Technicality: The building’s grey water is collected and injected into a filter system. The filter comprises two tanks, one of biowaste and one of sand and stone, which promote bacterial activity to consume pollutants, purifying the water. Water can be collected from the roof when it rains through the gutters and stored in the water tank. The clean water is pumped through the building to the various growing mediums and sinks.
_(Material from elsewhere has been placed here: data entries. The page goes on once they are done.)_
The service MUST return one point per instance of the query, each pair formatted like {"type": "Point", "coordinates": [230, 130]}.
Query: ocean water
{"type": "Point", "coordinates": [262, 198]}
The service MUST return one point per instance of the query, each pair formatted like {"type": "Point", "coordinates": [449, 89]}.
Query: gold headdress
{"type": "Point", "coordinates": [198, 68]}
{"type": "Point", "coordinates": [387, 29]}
The spent water leads back to the water digester, where it can be reused.
Waste digester:
The waste digester can digest the building’s waste products (plant, mycelium, and food waste) into renewable energy (methane gas) and plant fertilizer through composting. This digester is placed on the west side of the building. This is where the public toilets are situated inside a new wall of mycelium, which insulates the space and creates a visually different spatial experience. The building’s waste products are put into a vast compost bag which can expand within its metal construction. Attached to the compost bag are gas tanks that send methane gas through visible pipes to the kitchen. In addition, the slurry can be picked up to be used in the greenhouse or outdoors.
Technicality: The composting breaks down materials naturally through anaerobic digestion. This process is processed by gas-generating bacteria cultures that live off the organic waste, which generates a mixture of methane and carbon dioxide - the metabolic product called biogas. Methane is a colorless, blue-burning gas used for cooking, heating, and lighting. In addition, the digestate or slurry from the digester is rich in ammonium and other nutrients, which makes a proper organic fertilizer in the greenhouse and outdoor farming.
Energy digester
The energy in the building comes from solar panels and a fermentation battery in the energy digester. This digester functions as a kombucha brewery and bar. It is placed at the building’s east entrance. Outside, a big battery bank welcomes visitors into the brewery process in various tanks placed under scoby leather curtains. Further inside, the bar is positioned to be accessed from all around the building. The bar in front of the fermentation battery serves kombucha - a fermented tea made by a symbiotic culture of bacteria and yeast (scoby). The scooby constantly grows, and parts are being dried in the ceiling, creating light brown translucent curtains above the digester.
Technicality: Fermentation is the chemical process in which molecules like glucose are converted to ethanol and carbon dioxide without oxygen (anaerobic) by microorganisms like yeast, fungi, and bacteria. The battery is based on Electro-fermentation, a novel process that electrochemically controls microbial fermentative metabolism with electrodes. The electrodes can act as either electron sinks or sources that allow unbalanced fermentation, which releases energy.